The story describes mojo Chuck Myron’s job working for The News-Press in Fort Myers, Fla. In the article, Myers writes, “We can’t do journalism the way we’ve been doing it unless we want to become irrelevant. Millions of readers have already left us behind and are wondering why we haven’t kept up with them. Professional journalism has its place online, and it’s high time we take it.”
Most industry professionals have absorbed this same attitude, but it may have gone too far. The lack of fact-checking and copy editing in some publications’ content is crippling the credibility of journalism. As our professor has stressed many times, it only takes one mistake to lose credibility.
This Monday, The Washington Post felt the burn of a lack of copy editing in its publication of a world series column riddled with errors.

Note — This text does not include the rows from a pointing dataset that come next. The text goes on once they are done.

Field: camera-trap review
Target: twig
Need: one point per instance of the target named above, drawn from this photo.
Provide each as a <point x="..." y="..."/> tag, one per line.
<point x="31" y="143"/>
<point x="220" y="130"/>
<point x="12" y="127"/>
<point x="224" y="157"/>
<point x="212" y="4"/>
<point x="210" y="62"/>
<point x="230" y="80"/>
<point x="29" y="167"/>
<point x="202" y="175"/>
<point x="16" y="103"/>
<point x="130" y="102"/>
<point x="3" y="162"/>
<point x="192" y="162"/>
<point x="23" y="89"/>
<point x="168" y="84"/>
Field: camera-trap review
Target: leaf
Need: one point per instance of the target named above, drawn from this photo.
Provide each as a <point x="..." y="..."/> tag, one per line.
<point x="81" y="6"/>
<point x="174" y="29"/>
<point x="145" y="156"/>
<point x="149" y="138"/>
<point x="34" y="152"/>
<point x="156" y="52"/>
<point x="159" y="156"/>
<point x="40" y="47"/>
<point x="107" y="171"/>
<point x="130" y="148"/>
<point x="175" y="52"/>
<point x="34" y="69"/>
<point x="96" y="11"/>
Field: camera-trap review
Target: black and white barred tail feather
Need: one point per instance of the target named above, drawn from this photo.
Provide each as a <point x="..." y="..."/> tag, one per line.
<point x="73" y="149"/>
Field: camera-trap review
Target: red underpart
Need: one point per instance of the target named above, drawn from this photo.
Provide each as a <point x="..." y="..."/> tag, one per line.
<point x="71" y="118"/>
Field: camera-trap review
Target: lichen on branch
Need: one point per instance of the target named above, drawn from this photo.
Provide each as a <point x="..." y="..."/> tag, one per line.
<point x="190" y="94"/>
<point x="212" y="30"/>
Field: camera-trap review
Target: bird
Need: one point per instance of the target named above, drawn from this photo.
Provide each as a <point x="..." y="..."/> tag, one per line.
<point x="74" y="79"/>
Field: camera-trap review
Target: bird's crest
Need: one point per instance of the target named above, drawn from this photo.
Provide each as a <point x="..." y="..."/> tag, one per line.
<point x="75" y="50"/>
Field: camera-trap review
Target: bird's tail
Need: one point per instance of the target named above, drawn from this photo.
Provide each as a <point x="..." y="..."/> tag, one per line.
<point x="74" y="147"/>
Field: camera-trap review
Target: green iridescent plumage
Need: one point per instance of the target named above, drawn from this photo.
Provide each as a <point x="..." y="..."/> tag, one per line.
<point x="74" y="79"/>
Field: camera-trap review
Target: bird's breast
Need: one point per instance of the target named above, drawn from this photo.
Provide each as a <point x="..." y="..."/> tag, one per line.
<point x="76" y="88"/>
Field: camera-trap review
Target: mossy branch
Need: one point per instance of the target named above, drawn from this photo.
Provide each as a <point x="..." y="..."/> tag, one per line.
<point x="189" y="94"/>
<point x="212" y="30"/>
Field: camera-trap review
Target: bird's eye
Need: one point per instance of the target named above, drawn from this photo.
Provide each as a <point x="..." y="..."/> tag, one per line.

This mojo phenomenon brings up a few questions.
1. Is the mobile journalist the answer to curb the public’s voracious hunger for 24-hour news coverage? Is it the future of news-internet journalism?
2. Or does the idea of uploading without an edit pose more problems than benefits?
3. Finally, as journalists in the making, would you consider this fast-paced, grass-roots position? It sure isn’t glamorous, but it’s a job that pays.